Match C++ Strings and String Literals using regex in Python

Question

I am trying to match Strings (both between double & single quotes ) and String Literals in C++ source files . I am using the re library in Python.

I have reached the point where I can match double quotes with r'"(.*?)"' but having trouble with the syntax for extending the above regex to also match the single quotes strings (confused with the \\ and how to escape the quotes in a Python regex).
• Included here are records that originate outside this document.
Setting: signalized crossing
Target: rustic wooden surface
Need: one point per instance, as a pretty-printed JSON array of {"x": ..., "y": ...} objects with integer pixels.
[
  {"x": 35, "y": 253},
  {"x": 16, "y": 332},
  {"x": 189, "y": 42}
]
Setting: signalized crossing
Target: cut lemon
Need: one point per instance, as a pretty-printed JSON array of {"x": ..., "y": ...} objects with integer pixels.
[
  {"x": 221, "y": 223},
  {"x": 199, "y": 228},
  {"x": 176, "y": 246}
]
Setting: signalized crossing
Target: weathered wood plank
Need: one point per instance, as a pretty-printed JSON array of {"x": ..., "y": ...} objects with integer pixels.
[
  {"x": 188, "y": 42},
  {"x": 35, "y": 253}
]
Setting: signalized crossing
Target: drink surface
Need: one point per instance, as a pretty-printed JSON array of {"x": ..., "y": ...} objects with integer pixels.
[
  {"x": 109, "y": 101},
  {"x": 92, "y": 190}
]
Also, from here I want to be able to match each of these cases:

" (unescaped_character|escaped_character)* "
L " (unescaped_character|escaped_character)* "
u8 " (unescaped_character|escaped_character)* "
u " (unescaped_character|escaped_character)* "
U " (unescaped_character|escaped_character)* "
prefix(optional) R "delimiter( raw_characters )delimiter"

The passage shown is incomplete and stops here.